Developer Tools

llama.cpp b9318 fixes MTP kv-cache bug, ships across all platforms

113K-star local LLM runner gets a critical server fix for draft types.

Deep Dive

The popular open-source LLM inference engine llama.cpp has rolled out version b9318, focusing on a targeted server fix. The patch corrects the MTP (Multi-Token Prediction) layer's key-value cache handling to properly respect the 'draft type' parameter for speculative decoding. This ensures that when using draft models to accelerate generation, the cached context is correctly aligned, preventing mismatches that could degrade output quality or cause errors.

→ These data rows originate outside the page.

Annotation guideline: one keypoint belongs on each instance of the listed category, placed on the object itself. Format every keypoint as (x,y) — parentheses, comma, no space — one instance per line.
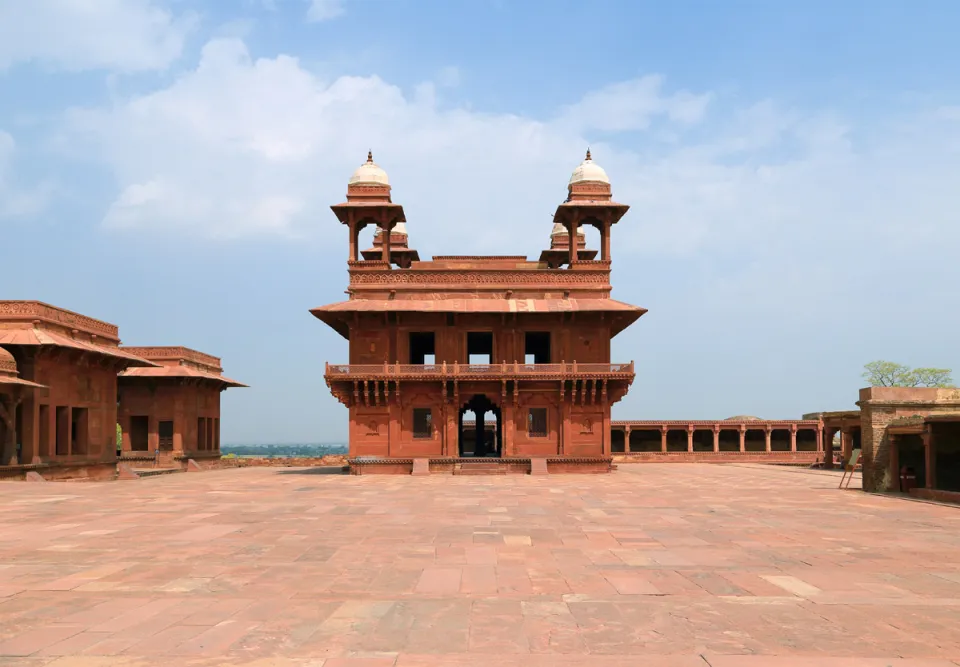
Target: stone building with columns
(172,407)
(69,417)
(741,438)
(433,342)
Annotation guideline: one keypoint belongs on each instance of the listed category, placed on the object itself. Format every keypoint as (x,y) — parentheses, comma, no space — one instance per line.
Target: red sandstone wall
(881,405)
(168,400)
(69,384)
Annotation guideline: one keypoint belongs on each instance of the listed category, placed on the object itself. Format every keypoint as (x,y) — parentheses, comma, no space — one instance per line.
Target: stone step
(152,472)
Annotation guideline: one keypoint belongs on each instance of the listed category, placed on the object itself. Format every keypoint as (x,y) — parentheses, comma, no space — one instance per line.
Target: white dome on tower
(369,174)
(560,230)
(589,172)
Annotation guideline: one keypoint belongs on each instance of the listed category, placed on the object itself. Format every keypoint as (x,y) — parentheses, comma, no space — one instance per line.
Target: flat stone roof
(668,565)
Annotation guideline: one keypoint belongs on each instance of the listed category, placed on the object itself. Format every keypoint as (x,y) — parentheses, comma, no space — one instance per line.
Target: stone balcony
(457,371)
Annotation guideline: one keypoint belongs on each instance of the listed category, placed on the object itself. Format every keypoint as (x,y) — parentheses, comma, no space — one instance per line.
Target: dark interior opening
(422,347)
(422,423)
(165,431)
(79,430)
(138,434)
(536,347)
(480,347)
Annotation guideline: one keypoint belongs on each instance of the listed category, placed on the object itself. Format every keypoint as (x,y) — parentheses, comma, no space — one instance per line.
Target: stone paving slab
(671,565)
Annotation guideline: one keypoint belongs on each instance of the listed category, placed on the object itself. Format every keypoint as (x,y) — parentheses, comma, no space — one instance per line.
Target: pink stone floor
(675,565)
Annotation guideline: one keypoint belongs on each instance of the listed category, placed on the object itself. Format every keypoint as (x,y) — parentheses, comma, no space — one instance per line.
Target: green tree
(890,374)
(932,377)
(887,374)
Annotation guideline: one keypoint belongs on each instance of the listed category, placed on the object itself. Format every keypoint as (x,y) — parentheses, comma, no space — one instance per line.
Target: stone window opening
(423,347)
(537,422)
(422,423)
(480,347)
(79,431)
(536,347)
(165,432)
(139,433)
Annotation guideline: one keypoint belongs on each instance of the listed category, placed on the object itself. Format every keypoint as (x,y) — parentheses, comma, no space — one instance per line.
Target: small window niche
(422,423)
(537,422)
(480,347)
(536,347)
(423,348)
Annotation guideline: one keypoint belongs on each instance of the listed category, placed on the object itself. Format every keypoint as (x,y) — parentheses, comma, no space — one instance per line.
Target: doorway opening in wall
(63,430)
(165,431)
(422,423)
(480,429)
(480,347)
(202,434)
(18,431)
(536,347)
(139,440)
(79,430)
(44,431)
(423,348)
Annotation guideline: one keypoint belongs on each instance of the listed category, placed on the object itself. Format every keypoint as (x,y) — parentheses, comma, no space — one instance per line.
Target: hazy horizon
(169,167)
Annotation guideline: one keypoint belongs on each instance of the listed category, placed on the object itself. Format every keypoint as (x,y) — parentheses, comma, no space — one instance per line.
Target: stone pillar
(894,445)
(930,456)
(507,428)
(605,241)
(354,240)
(574,225)
(828,434)
(846,444)
(125,444)
(385,243)
(393,429)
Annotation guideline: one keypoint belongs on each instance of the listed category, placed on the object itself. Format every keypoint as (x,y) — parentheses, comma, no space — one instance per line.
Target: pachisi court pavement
(655,565)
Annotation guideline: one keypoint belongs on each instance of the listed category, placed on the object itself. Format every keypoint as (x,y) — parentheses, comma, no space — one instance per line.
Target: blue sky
(792,167)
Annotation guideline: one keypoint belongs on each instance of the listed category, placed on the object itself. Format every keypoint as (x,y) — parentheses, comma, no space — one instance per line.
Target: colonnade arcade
(716,436)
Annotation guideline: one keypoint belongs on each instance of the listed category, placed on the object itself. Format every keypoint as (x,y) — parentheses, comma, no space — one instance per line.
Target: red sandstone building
(69,414)
(173,406)
(527,342)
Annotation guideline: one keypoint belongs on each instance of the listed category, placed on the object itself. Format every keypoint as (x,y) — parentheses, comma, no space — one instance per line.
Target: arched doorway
(481,436)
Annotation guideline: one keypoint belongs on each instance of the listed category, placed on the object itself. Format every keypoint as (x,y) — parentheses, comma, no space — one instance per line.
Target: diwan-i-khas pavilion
(522,344)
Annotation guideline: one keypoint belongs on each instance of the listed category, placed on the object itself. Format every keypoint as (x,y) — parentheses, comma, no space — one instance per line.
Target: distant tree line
(890,374)
(285,451)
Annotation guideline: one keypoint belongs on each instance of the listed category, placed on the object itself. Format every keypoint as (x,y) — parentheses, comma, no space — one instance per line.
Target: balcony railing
(457,370)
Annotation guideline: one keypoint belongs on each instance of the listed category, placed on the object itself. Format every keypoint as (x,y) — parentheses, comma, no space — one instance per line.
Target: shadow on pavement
(315,470)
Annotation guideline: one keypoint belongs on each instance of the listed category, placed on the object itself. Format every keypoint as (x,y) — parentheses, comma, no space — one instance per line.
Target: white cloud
(241,146)
(17,201)
(74,35)
(324,10)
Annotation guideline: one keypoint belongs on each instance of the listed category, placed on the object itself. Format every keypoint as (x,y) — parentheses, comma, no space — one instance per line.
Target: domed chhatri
(369,173)
(589,172)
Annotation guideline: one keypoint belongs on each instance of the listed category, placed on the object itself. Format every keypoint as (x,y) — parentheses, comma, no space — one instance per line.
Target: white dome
(369,173)
(399,228)
(560,230)
(589,171)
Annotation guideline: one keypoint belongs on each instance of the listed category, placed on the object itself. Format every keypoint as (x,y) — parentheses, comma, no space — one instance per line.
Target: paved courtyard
(655,565)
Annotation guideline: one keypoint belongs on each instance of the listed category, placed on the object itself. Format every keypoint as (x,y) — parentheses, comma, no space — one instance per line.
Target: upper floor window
(422,423)
(480,347)
(537,422)
(536,347)
(422,347)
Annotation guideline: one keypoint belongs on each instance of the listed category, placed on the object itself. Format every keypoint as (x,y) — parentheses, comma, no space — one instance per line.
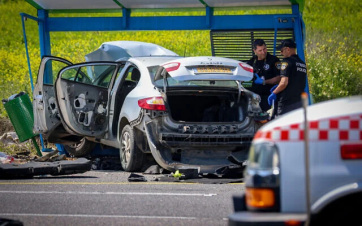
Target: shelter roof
(155,4)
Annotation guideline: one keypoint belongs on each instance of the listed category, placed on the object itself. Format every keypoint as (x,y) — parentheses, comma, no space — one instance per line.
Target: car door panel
(82,94)
(46,118)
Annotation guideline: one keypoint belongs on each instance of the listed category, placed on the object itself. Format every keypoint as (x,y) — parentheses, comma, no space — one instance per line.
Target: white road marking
(91,215)
(107,193)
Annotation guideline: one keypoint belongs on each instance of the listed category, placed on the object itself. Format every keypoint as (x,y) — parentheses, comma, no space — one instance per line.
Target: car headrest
(136,75)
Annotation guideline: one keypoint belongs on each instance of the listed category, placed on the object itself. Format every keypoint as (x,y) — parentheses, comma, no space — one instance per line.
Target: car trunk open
(219,105)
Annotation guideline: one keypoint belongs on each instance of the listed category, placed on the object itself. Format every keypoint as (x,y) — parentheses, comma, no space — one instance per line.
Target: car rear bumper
(203,157)
(246,218)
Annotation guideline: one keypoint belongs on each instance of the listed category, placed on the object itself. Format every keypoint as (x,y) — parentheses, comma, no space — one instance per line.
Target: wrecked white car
(188,112)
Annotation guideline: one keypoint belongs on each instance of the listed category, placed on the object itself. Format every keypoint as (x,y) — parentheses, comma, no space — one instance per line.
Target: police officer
(293,74)
(266,72)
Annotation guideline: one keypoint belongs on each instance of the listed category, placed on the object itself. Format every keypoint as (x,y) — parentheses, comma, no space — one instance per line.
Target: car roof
(112,51)
(152,61)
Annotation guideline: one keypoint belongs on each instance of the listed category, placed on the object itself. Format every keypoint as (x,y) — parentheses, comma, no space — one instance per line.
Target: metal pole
(306,156)
(23,17)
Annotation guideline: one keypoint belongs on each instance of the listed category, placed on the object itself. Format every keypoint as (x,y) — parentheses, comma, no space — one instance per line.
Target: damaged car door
(46,116)
(82,94)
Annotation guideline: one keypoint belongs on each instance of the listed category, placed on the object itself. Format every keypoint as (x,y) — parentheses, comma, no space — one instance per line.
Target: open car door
(46,117)
(82,95)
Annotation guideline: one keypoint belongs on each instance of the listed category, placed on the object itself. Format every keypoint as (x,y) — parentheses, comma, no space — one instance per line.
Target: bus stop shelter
(230,35)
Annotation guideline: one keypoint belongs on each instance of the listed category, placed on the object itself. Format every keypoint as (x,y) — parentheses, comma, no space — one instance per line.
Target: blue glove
(272,97)
(273,88)
(258,80)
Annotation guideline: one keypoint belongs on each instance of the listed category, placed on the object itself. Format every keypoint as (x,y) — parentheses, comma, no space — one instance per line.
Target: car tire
(80,149)
(130,155)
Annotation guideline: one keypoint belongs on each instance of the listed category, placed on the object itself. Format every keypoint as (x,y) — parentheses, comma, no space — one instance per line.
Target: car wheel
(131,156)
(82,148)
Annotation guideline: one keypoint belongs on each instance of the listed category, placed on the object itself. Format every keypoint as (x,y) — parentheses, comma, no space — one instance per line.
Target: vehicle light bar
(246,67)
(351,151)
(259,197)
(171,66)
(152,103)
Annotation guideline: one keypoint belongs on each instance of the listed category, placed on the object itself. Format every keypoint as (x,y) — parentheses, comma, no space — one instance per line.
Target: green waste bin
(20,111)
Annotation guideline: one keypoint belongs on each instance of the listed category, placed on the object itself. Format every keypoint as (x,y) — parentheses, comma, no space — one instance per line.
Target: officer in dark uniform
(293,72)
(266,72)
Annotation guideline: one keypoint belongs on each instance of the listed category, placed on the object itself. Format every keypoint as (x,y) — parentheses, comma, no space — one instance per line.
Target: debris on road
(30,169)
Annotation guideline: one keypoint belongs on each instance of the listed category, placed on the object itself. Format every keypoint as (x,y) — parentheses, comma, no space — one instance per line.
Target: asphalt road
(107,198)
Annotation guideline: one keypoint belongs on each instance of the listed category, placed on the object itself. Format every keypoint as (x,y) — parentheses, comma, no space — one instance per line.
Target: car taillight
(246,67)
(351,151)
(260,198)
(152,103)
(171,66)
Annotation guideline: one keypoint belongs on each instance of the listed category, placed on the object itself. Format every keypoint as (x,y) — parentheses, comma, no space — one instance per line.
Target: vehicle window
(133,74)
(52,67)
(99,75)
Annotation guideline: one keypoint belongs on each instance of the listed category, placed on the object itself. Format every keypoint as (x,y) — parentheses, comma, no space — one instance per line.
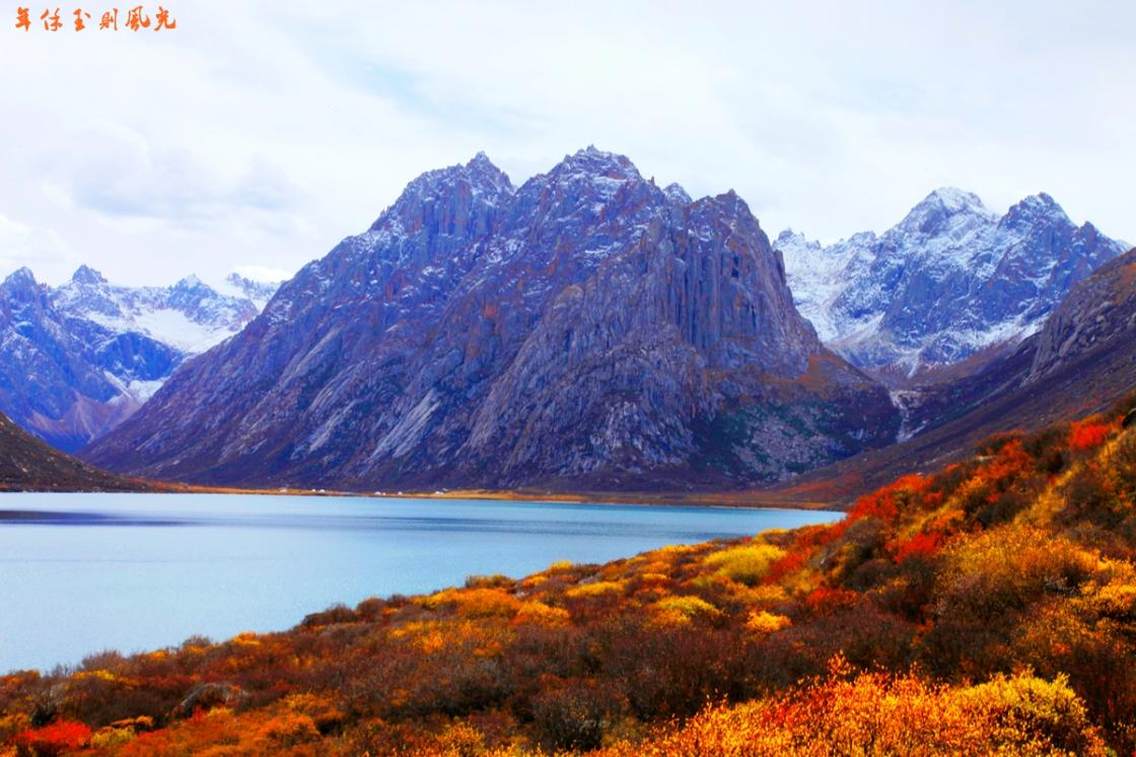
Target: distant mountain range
(1083,360)
(77,359)
(585,330)
(950,280)
(27,463)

The release is notable for its exhaustive platform support. github-actions published pre-compiled binaries for 19 different configurations: macOS on Apple Silicon (both standard and KleidiAI-enhanced), Intel Macs, iOS (as an XCFramework), Linux across x64, arm64, s390x with CPU, Vulkan, ROCm 7.2, OpenVINO, and SYCL (FP32/FP16), Android arm64, Windows x64 and arm64 with CPU, CUDA 12/13, Vulkan, SYCL, and HIP, plus openEuler on x86 and aarch64 with Arm Compute Library graph acceleration. This breadth makes it easy for any developer to run local LLMs without compiling from source.

Key Points
  • Fixes a server bug where MTP layer kv-cache ignored the draft type 'ctk', critical for accurate speculative decoding.
  • Pre-built binaries available for 19+ configurations across macOS, Windows, Linux, Android, iOS, and openEuler.
  • Supports CPU, Apple Silicon, CUDA 12/13, Vulkan, ROCm, SYCL, HIP, and Arm Compute Library backends.

Why It Matters

Local LLM inference gets more reliable speculative decoding, making faster generation practical on consumer hardware.